Once you have a token, a tool called specnote-sync lets you send your code in a single line. There's nothing extra to install (Node 18 or higher is all you need) — just run the line below in your terminal.

npx @specnote/sync sync-all --base-url https://specnote.io --spec-id <PROJECT ID> --pat <TOKEN>

After connecting, here are the main things you can do from inside your AI coding tool.

FeatureWhat it does
Send code (specnote_sync_code)Sends your masked code in full
Send API list (specnote_sync_api)Sends your server feature list
Change impact analysis (specnote_analyze_change)Tells you which scenarios a change affects
AI auto-extraction (specnote_run_ai_agent_extraction)Has the AI explore your app to find scenario candidates
Get failure report (specnote_get_failure_report)When a check fails, lays out where and why it stopped
List scenarios (list_scenarios)Pulls up the scenarios you made and their results
Set test accounts and environment (specnote_upsert_test_account, specnote_upsert_test_environment)Registers test accounts and environment settings used for verification

Code sync is one-way. Your PC only sends code to Specnote. Specnote never changes your code in return. That's why you can connect with confidence.

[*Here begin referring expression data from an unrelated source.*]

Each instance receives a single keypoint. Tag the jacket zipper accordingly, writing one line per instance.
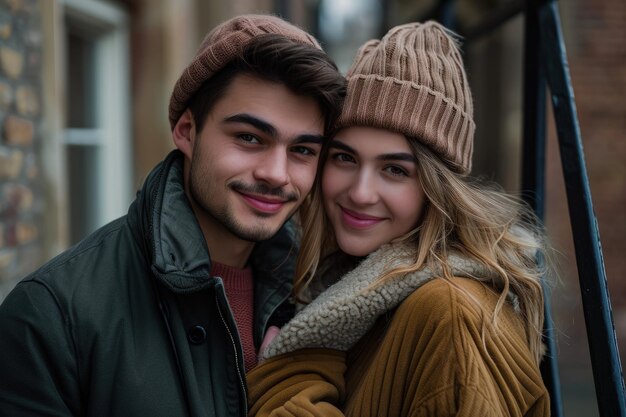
(232, 340)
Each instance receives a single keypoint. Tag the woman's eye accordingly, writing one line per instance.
(248, 138)
(396, 171)
(343, 157)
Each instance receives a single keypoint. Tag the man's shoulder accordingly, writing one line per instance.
(102, 256)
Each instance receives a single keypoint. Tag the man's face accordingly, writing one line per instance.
(254, 161)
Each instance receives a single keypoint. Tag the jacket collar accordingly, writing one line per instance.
(344, 312)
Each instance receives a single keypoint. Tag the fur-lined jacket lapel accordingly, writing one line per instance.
(343, 313)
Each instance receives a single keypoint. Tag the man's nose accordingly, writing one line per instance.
(273, 169)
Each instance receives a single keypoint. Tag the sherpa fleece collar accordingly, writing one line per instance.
(343, 313)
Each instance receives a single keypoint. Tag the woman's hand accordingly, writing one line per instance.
(271, 333)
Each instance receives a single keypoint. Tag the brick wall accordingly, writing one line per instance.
(20, 124)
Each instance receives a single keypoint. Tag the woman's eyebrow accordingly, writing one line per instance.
(394, 156)
(336, 143)
(399, 156)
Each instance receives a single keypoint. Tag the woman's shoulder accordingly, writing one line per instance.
(457, 290)
(465, 299)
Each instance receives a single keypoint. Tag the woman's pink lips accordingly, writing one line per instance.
(358, 220)
(263, 204)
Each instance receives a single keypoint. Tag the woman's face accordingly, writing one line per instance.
(370, 188)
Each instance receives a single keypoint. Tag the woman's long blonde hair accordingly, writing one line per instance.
(462, 216)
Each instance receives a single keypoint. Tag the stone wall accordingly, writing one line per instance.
(20, 126)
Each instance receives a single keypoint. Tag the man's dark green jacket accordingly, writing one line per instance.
(129, 322)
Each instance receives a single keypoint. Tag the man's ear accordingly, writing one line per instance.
(184, 133)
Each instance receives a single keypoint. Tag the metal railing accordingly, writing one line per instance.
(545, 65)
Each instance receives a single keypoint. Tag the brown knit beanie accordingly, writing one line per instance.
(413, 82)
(223, 44)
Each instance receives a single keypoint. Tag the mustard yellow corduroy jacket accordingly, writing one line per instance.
(434, 353)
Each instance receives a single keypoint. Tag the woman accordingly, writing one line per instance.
(420, 289)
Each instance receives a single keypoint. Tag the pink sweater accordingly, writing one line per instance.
(239, 288)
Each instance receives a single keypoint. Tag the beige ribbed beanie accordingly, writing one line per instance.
(412, 81)
(223, 44)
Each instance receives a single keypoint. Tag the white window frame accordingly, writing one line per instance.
(112, 131)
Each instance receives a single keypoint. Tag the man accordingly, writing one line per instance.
(160, 313)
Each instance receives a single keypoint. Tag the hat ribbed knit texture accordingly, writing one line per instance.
(412, 81)
(220, 46)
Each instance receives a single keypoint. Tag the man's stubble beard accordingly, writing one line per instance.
(198, 188)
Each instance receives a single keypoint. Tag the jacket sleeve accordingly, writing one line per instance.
(37, 366)
(307, 382)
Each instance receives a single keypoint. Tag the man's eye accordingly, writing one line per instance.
(303, 150)
(248, 138)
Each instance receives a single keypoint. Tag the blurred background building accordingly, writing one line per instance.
(84, 90)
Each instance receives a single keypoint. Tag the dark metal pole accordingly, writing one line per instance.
(607, 371)
(533, 179)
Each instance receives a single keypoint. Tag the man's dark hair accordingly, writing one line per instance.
(303, 69)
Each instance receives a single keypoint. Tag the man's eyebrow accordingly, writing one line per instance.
(259, 124)
(335, 143)
(310, 138)
(396, 156)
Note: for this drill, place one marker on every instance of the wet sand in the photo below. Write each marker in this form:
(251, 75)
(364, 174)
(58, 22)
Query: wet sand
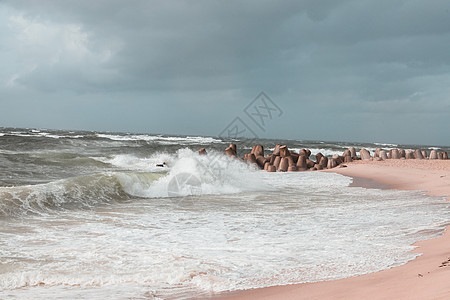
(426, 277)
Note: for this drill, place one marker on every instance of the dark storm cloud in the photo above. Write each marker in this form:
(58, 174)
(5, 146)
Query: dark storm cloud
(329, 63)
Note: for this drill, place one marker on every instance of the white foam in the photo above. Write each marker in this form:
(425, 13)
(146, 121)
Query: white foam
(300, 227)
(164, 140)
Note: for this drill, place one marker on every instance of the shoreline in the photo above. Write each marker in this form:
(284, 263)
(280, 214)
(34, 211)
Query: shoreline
(425, 277)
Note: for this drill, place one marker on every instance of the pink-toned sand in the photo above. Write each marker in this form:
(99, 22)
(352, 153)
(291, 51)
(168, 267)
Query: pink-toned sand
(427, 277)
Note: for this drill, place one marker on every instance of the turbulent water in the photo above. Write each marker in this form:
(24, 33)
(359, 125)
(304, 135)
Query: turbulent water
(91, 215)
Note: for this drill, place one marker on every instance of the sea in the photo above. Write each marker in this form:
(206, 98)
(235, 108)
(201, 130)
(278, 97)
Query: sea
(102, 215)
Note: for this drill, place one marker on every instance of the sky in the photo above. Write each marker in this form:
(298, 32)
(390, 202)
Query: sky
(350, 70)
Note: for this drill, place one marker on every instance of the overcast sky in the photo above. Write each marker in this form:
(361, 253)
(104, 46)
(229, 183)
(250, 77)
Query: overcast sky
(356, 70)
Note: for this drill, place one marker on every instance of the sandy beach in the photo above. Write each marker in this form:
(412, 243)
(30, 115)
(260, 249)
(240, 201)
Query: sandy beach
(426, 277)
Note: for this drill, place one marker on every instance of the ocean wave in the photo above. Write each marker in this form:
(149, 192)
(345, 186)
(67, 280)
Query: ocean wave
(186, 174)
(35, 133)
(165, 140)
(77, 192)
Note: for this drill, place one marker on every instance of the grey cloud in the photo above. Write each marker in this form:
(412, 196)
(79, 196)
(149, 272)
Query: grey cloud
(359, 58)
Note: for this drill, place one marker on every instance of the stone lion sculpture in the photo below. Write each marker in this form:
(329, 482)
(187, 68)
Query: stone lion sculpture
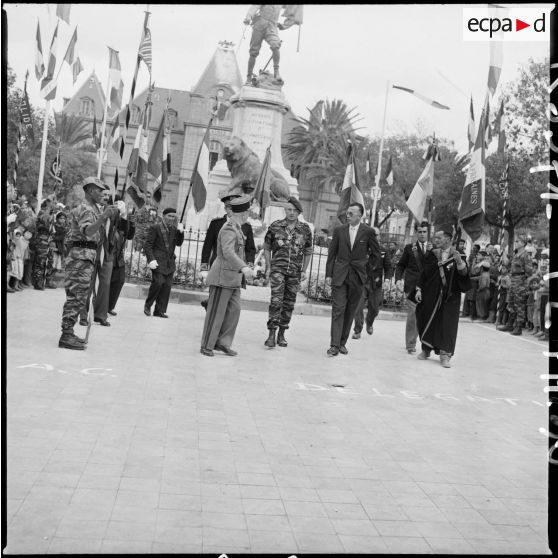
(245, 168)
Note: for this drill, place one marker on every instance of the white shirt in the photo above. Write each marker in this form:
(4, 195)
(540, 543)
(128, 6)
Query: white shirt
(352, 234)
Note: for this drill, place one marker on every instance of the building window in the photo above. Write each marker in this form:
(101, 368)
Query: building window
(214, 153)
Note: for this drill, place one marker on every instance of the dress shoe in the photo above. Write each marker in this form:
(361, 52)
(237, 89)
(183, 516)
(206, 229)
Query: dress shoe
(228, 352)
(333, 351)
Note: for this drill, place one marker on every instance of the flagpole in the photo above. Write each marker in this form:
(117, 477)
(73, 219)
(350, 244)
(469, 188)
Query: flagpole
(379, 170)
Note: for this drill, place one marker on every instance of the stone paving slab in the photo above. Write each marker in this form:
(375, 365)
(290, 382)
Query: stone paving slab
(141, 445)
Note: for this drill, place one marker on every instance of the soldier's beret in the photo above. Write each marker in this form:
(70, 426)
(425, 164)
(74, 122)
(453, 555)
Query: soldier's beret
(240, 204)
(295, 203)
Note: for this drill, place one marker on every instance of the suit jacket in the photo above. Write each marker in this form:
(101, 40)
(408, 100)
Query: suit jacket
(159, 245)
(209, 249)
(409, 267)
(226, 269)
(341, 258)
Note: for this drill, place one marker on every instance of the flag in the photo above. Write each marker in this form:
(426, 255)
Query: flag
(70, 52)
(471, 207)
(39, 61)
(263, 186)
(159, 163)
(144, 52)
(422, 97)
(422, 191)
(471, 127)
(117, 85)
(500, 128)
(200, 176)
(389, 172)
(77, 68)
(48, 85)
(350, 191)
(63, 12)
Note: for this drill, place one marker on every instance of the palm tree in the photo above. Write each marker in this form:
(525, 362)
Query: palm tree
(318, 146)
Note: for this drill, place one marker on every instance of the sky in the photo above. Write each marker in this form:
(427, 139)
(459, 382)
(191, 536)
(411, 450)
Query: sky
(347, 52)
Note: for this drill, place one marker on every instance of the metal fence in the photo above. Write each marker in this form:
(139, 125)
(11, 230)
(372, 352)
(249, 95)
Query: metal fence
(188, 273)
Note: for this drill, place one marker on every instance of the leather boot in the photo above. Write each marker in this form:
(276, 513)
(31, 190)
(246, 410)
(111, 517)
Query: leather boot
(270, 341)
(281, 341)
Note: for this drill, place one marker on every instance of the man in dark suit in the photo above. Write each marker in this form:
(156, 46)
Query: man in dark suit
(159, 250)
(409, 266)
(209, 249)
(351, 246)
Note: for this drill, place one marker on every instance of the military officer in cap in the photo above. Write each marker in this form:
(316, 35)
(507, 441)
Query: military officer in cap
(287, 252)
(227, 274)
(159, 249)
(209, 249)
(86, 234)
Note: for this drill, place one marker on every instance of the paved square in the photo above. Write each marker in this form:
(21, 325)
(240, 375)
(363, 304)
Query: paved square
(141, 444)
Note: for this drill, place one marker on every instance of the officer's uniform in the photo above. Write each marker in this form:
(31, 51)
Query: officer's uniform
(288, 247)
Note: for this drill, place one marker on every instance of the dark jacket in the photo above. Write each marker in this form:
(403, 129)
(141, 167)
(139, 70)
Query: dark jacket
(410, 266)
(209, 249)
(159, 245)
(341, 258)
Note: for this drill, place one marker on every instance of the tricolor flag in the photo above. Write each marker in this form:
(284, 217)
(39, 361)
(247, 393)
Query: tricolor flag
(389, 172)
(422, 97)
(63, 12)
(159, 163)
(48, 85)
(263, 186)
(39, 61)
(350, 191)
(200, 176)
(117, 85)
(422, 192)
(471, 207)
(471, 127)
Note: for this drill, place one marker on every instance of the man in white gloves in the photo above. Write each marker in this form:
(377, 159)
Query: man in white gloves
(161, 241)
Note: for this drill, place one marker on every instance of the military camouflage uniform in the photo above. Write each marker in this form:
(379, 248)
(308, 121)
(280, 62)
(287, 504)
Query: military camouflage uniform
(80, 262)
(43, 261)
(520, 269)
(288, 249)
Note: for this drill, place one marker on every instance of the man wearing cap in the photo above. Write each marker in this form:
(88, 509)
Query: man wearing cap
(443, 278)
(227, 274)
(159, 250)
(209, 249)
(87, 226)
(287, 251)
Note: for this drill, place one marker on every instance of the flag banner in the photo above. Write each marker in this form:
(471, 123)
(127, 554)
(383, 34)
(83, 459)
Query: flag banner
(389, 172)
(422, 191)
(262, 191)
(422, 97)
(471, 127)
(39, 61)
(200, 176)
(48, 85)
(77, 68)
(350, 191)
(471, 208)
(70, 52)
(63, 12)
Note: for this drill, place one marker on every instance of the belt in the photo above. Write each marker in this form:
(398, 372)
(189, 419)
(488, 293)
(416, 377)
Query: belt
(84, 244)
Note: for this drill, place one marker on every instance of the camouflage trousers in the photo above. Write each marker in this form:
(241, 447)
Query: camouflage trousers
(283, 298)
(78, 275)
(42, 263)
(517, 299)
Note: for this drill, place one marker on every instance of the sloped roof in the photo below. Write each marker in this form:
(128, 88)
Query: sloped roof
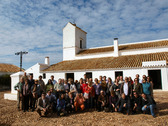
(129, 61)
(126, 47)
(8, 68)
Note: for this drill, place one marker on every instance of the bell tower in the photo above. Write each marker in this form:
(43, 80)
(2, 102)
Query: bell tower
(74, 40)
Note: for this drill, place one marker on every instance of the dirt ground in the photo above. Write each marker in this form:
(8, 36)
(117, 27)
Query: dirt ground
(9, 115)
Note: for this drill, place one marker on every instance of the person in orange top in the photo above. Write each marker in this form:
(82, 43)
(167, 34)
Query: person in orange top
(79, 102)
(83, 86)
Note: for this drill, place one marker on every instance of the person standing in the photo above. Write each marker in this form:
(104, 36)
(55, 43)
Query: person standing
(18, 87)
(146, 86)
(25, 77)
(101, 101)
(35, 90)
(97, 88)
(49, 85)
(137, 87)
(148, 103)
(26, 93)
(60, 105)
(31, 83)
(43, 104)
(59, 87)
(116, 88)
(126, 88)
(42, 85)
(52, 79)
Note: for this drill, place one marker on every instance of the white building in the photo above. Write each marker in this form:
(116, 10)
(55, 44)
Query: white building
(8, 69)
(144, 58)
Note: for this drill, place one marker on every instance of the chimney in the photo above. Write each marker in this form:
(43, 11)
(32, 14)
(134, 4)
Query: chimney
(47, 60)
(116, 53)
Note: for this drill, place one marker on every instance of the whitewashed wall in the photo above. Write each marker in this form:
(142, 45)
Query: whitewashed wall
(78, 75)
(56, 76)
(164, 75)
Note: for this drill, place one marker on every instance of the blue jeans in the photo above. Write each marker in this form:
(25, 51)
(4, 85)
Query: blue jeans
(151, 107)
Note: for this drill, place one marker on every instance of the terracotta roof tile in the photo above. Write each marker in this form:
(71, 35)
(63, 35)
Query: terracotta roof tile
(126, 47)
(108, 62)
(8, 68)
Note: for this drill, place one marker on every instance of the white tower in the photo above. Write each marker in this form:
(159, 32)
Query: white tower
(74, 40)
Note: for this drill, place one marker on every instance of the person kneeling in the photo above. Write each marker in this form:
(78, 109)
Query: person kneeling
(61, 105)
(79, 102)
(43, 105)
(124, 105)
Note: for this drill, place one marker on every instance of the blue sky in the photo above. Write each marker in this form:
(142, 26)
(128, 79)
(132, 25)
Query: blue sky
(36, 25)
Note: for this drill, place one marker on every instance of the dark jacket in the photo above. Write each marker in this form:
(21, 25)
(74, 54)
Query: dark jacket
(148, 101)
(40, 103)
(113, 100)
(138, 101)
(129, 89)
(138, 88)
(121, 102)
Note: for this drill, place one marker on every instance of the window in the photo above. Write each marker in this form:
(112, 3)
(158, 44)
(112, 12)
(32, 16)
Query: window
(44, 75)
(31, 74)
(88, 74)
(69, 75)
(81, 44)
(118, 73)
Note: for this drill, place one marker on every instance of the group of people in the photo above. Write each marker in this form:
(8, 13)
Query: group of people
(67, 96)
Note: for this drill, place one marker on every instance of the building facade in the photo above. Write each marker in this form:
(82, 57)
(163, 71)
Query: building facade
(144, 58)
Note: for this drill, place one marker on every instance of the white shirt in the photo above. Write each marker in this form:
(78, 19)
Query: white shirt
(125, 88)
(54, 82)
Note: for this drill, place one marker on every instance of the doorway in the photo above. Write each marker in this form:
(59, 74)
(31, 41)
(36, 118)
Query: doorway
(88, 74)
(69, 75)
(156, 78)
(118, 73)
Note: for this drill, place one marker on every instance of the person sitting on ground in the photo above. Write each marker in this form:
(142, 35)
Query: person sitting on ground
(123, 104)
(79, 102)
(137, 103)
(49, 85)
(18, 87)
(61, 105)
(148, 103)
(70, 103)
(113, 99)
(101, 101)
(43, 104)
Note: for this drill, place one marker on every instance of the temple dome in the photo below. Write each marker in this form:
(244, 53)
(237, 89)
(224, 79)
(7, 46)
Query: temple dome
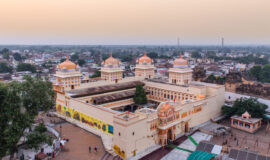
(164, 111)
(145, 59)
(111, 61)
(67, 64)
(180, 61)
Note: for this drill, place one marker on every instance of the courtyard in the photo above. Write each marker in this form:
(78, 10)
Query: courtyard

The first sync takes about 30–60 seconds for 100 files. After that, only the changed parts are sent, so it usually finishes in 5–10 seconds.

Test-only secrets

Verification often needs a login. But you never have to enter a production password for that. Instead, you register test-only secrets separately — things like a test account or a sandbox (a practice fake-payment environment) key, values that cause no real harm even if leaked.

Registered values are encrypted immediately (we use a dedicated vault called KMS). Only you can open them, and even when you click "Reveal" on screen, the value shows for just 5 seconds and then hides again. They're kept completely separate from production secrets, so you can safely enter only the minimum values your tests need.

Where people often get stuck

  • It won't connect. If you're using browser authentication, re-authenticate by clicking "Allow" again in your AI tool. If you're using a token, check that it hasn't been revoked in My Page, and issue a fresh one if needed.
  • Sync is too slow. The first sync genuinely takes 30–60 seconds. If it stays slow after that, check whether you're sending an unusually large number of files. Normally, from the second sync onward only the changed parts are sent, finishing in 5–10 seconds.